As we wrap up this year’s Autism Awareness Month I can’t help looking back at how my life has changed and how the affects of autism has changed our family. When my boys were younger, autism meant our days were filled with therapy appointments, physical, speech, occupational. And we were struggling, dealing with temper tantrums oftentimes in crowded places, frequent calls from the school, long visits with teachers and administrators, testing schedules, and wracking our brains for ways to make things better. We were constantly working on ways to get Thomas to speak more, scream less, use “nice hands,” remember to look people in the eye when he talked, etc. And try not to break everything.

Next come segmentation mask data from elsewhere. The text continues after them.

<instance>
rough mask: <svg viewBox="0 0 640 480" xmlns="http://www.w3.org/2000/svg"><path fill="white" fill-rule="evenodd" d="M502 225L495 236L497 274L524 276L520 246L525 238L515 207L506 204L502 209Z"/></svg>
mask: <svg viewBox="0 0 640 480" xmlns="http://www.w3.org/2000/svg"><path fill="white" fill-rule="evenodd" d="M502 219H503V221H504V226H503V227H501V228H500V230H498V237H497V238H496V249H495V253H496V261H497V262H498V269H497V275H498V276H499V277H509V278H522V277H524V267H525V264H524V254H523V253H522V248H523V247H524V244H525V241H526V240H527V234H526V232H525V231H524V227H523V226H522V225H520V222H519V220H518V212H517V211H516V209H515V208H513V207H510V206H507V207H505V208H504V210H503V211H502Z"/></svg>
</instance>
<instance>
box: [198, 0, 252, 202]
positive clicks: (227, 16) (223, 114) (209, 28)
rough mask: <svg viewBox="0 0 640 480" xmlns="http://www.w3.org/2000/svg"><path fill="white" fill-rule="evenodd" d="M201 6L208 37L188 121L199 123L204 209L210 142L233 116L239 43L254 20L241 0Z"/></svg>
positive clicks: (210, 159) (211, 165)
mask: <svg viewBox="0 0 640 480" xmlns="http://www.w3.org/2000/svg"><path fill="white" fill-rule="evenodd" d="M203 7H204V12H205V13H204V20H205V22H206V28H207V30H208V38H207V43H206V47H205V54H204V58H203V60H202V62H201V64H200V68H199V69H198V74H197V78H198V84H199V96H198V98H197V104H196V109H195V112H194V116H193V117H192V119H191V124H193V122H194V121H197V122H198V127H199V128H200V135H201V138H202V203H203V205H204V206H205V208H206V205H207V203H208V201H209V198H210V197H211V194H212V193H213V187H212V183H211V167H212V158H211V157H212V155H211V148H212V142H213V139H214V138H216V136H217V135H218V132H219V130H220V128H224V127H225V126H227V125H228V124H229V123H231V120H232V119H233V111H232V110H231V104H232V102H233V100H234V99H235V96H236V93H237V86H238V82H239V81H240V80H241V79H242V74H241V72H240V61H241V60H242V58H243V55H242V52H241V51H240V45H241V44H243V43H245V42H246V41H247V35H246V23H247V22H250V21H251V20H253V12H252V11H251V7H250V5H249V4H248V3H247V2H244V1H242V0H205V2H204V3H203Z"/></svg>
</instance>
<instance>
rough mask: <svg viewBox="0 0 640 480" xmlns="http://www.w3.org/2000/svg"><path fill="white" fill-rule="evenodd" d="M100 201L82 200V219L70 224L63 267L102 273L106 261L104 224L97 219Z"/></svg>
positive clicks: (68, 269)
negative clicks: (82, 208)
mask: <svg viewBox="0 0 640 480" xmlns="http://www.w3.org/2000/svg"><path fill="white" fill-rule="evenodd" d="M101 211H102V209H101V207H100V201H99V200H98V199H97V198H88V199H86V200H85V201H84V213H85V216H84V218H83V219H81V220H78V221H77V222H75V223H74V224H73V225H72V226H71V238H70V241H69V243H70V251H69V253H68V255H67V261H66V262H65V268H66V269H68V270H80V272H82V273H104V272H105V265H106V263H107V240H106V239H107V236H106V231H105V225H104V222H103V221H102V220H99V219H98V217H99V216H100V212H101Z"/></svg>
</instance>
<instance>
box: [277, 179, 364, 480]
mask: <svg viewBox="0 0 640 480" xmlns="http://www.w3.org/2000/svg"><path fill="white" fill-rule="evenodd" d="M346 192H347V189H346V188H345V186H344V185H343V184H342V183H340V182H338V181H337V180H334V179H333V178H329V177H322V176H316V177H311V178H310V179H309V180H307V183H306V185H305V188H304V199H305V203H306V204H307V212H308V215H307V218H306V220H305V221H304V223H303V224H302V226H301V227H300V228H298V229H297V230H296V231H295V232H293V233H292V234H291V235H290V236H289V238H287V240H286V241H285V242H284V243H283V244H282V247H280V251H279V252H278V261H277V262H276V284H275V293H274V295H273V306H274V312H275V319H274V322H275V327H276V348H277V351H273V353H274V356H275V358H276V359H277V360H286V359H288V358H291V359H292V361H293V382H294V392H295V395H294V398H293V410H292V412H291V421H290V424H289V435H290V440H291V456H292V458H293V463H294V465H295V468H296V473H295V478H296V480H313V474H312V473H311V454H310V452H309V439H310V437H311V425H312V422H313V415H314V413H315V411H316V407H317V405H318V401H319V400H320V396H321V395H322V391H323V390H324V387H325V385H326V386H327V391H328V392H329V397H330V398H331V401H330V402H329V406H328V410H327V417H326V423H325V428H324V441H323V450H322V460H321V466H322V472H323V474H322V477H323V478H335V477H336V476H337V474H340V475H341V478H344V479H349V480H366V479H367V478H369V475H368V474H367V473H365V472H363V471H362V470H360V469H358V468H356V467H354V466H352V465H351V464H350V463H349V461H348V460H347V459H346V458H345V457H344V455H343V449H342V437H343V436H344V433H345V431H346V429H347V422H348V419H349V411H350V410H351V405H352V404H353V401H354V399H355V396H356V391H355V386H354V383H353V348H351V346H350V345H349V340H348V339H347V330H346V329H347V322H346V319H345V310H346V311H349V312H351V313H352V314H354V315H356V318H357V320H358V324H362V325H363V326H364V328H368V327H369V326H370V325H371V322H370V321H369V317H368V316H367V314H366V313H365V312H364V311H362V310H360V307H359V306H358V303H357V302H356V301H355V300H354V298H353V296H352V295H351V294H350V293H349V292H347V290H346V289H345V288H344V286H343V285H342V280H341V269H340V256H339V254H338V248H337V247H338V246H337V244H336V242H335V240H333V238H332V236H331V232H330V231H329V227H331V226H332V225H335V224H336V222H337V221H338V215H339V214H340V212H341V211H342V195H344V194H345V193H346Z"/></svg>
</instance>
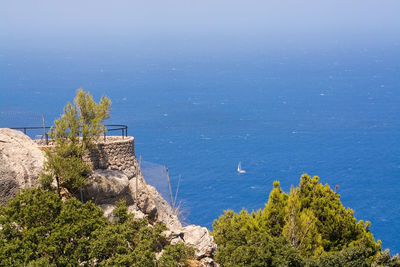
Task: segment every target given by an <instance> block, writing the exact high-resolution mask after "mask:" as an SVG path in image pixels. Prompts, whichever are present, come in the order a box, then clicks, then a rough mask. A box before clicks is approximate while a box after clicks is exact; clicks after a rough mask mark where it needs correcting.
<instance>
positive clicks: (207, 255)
mask: <svg viewBox="0 0 400 267" xmlns="http://www.w3.org/2000/svg"><path fill="white" fill-rule="evenodd" d="M133 141H134V140H133V137H129V138H125V139H123V140H118V139H117V138H115V137H112V138H110V140H109V141H108V142H107V141H106V142H104V143H99V144H97V145H96V147H95V148H94V149H93V150H91V151H89V153H88V154H87V155H86V157H85V158H84V159H85V160H86V161H88V162H90V163H91V164H92V166H93V167H94V170H93V171H92V173H91V174H90V176H89V178H88V179H89V180H90V183H89V184H88V185H87V186H86V187H85V188H84V190H83V193H84V194H83V195H84V198H85V201H92V202H94V203H95V204H97V205H99V206H100V207H101V208H102V209H103V211H104V215H105V216H106V217H107V218H108V219H110V220H113V219H114V217H113V212H112V211H113V210H114V208H115V203H116V201H118V200H120V199H122V198H123V199H125V200H126V202H127V205H128V210H129V212H131V213H133V214H134V215H135V218H143V217H147V218H148V219H149V221H150V222H151V223H158V222H159V223H164V224H165V225H166V226H167V228H168V230H167V231H165V232H164V234H165V236H166V238H167V240H168V241H169V242H170V243H171V244H177V243H180V242H182V243H185V244H186V245H187V246H191V247H193V248H194V249H195V257H196V260H197V261H196V264H195V265H197V266H218V265H217V264H216V263H215V262H214V260H213V257H214V255H215V253H216V249H217V246H216V244H215V243H214V241H213V238H212V236H211V235H210V233H209V231H208V230H207V228H205V227H201V226H197V225H189V226H186V227H183V226H182V224H181V222H180V221H179V219H178V216H177V214H176V213H175V211H174V210H173V209H172V208H171V206H170V205H169V203H168V202H167V201H166V200H165V199H164V198H163V197H162V196H161V194H160V193H159V192H158V191H157V190H156V189H155V188H154V187H153V186H151V185H148V184H147V183H146V181H145V178H144V177H143V175H142V172H141V170H140V166H139V165H138V162H137V159H136V156H135V154H134V142H133ZM43 149H49V147H39V146H38V145H37V144H36V143H35V142H33V141H32V140H31V139H30V138H29V137H28V136H26V135H25V134H23V133H22V132H20V131H17V130H12V129H8V128H0V204H2V205H4V204H5V203H6V202H7V200H9V199H11V198H13V197H15V196H16V194H17V193H18V191H19V190H20V189H23V188H31V187H35V186H37V185H38V182H39V175H40V173H41V171H42V168H43V162H44V161H45V157H44V153H43V151H42V150H43ZM160 179H165V178H164V177H160Z"/></svg>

Today, now that Thomas is in his teens, autism has come to mean other things to our family. The days are easier. The plans are in place. The speech is in place. The temper tantrums have faded. The school IEP is running smoother, though we still have our issues here and there. The phone calls have lessened to occasional emails. And the most disagreements we have are typical teen arguments over remembering to do homework before 8:00 p.m. Our conversations are more broad about getting outside more often, remembering to reach out to your friends and keeping up those relationships, taking time from your computer and ways to incorporate healthy food into a strict diet. We talk about the importance of communication, about friendships, about family time, about things going on in the world. Sometimes, Thomas will see news stories, that a typical teen would never even think twice about, like North Korea acquiring nuclear weapons for example, and that will keep him up at night with anxiety. Thomas loves history and loves knowing what’s going on in the world, but that comes with a price because he worries about things that typical young boys might not. We have lots of talks about prioritizing what we can and cannot control in life.
Also, this month we sat down to write my oldest son’s college essays and I was touched to read his perspective on his youngest brother’s diagnosis and how it’s affected him. He wrote about how Thomas has helped him develop into a young man with more patience and appreciation for people who are different and face more challenges. And how Thomas’s struggles have taught him to have an undeniable passion for the things he loves and wants to achieve in life. Autism has affected us all, and changed us all, and I know, made us stronger for it.
So as Autism Awareness Month 2018 comes to a close, I’m thankful for this moment to reflect back on how autism has changed our lives. A thing I never thought I would say. It hasn’t always been easy but we are a better, stronger, and I would even say a closer family for it. And looking back at all the challenges we’ve been through, I know there’s nothing we can’t handle.